PSICÓTICA
Juliana

No dia do meu julgamento, Edwiges estava lá. Eu tinha o cabelo comprido e o deixaram curto na prisão feminina. Ela me olhava com o mesmo desprezo que sempre senti por ela. O juíz pediu que eu contasse a história toda. Contei. Na época eu mal tinha 14 anos e seria julgada por homicídio como um adulto. Não me arrependo de.. bem, vamos começar do começo:

Eu tinha acabado de me mudar para El Rocio, no litoral da Espanha (sou natural de Londres, Inglaterra) pois meu pai queria abrir uma filial de sua loja na Espanha e achou que El Rocio era o lugar ideal. Minha irmã ficou com a matriz em Londres. Fui junto com papai, que era viúvo e entrei para o colégio público local. Fiz dois grandes amigos lá: Sarah, uma garota muito esquisita e Alex, o "cdf" da turma. Mas quem me chamou mesmo a atenção foi Zeus, o professor de literatura, um homem interessante e culto, que me deu mais lições do que eu gostaria de fazer, por eu ser inglesa ele teimou que eu precisava aprender espanhol rapidamente e para isso eu devia ler todos os livros da literartura espanhola que pudesse! Apesar disso, nos tornamos amigos. Também fiquei amiga da noiva dele, uma mulher alta, muito branca de cabelos "chanel" e pretos. Ia visitá-los sempre que podia e assim aprendi o espanhol em poucos meses.

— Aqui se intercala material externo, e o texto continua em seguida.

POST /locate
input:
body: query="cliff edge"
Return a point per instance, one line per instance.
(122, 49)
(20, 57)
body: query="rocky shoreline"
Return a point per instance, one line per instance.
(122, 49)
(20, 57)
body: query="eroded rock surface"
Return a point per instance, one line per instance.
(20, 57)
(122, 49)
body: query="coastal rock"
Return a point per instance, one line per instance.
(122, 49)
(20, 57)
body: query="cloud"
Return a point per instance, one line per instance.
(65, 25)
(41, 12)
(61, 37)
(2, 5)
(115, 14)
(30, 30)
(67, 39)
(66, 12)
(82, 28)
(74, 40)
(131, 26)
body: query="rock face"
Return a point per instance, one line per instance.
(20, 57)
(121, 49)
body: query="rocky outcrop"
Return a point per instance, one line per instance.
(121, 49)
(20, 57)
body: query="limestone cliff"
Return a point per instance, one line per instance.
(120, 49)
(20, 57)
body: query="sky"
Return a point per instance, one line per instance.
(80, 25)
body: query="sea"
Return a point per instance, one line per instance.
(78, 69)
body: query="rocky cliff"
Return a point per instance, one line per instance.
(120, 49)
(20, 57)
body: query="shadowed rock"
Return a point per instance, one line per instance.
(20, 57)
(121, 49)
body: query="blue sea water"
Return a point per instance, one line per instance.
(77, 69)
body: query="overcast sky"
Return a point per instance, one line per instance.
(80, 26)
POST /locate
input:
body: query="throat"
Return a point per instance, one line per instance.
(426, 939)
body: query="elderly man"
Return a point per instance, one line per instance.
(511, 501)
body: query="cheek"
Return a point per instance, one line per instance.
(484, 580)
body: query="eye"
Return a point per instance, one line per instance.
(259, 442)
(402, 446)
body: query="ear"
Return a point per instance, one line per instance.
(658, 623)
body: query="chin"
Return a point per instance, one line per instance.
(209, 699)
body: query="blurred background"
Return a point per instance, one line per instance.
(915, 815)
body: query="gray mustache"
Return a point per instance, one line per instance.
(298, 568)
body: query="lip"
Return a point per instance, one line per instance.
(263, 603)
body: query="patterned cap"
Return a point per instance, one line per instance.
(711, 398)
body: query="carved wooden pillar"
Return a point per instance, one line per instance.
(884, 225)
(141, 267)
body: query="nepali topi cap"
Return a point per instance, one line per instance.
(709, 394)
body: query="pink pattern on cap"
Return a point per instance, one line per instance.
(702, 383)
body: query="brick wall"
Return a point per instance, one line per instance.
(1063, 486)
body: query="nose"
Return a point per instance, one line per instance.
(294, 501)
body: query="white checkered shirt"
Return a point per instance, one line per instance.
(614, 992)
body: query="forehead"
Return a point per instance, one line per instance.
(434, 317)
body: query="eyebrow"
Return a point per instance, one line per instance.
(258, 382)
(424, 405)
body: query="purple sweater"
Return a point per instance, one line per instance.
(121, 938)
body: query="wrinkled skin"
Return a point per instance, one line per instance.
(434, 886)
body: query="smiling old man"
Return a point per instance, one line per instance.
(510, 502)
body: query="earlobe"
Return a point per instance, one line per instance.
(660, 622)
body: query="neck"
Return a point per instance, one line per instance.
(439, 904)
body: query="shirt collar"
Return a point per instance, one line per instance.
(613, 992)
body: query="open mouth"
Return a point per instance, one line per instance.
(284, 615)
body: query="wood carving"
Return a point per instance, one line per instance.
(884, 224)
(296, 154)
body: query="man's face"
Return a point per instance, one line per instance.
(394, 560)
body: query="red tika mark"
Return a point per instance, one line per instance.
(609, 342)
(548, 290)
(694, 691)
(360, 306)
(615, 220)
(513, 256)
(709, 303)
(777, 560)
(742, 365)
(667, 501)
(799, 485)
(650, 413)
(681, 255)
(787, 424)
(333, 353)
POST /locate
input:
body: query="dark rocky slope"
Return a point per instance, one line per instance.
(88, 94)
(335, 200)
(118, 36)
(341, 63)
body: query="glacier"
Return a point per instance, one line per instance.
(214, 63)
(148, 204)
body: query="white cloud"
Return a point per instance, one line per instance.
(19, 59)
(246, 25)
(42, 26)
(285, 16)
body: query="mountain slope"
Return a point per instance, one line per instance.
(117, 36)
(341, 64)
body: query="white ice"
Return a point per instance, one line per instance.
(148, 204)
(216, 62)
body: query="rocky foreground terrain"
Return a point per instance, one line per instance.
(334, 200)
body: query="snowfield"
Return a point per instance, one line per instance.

Logo percebi que Zeus se apaixonava por mim. Quando jantava em sua casa ele dava um jeito de roçar sua perna na minha por debaixo da mesa. Uma vez tentou me beijar. Eu comecei a achar aquilo muito chato, o que a noiva de Zeus diria? O que eu não esperava é que ela já tivesse percebido as investidas dele. Ela veio me ameaçar! Disse com todas as letras: "Afaste-se de Zeus, inglesa maldita ou vai se arrepender, pois não hesitarei em matar alguém!".

Não consegui, porém me afastar de Zeus, de algum modo eu gostava dele e de suas insinuações, gostava de ser a menininha do professor... até que ela me ameaçou de novo: "Pára com isso menina!". Não parei. Ela me pegou em casa sozinha e me bateu: "Falei que você ia se arrepender!". Passei a ficar com raiva do professor mas ao mesmo tempo não podia deixar de vê-lo.

Aquilo estava me enlouquecendo. Até que um dia a noiva dele me ameaçou mostrando um bonito revólver prateado: "É o último aviso! Mais uma e alguém morrerá!". Fiquei com medo. Eu tinha acabado de fazer 14 anos. E se ela me matasse mesmo? Decidi dar um basta. Era eu ou Zeus. 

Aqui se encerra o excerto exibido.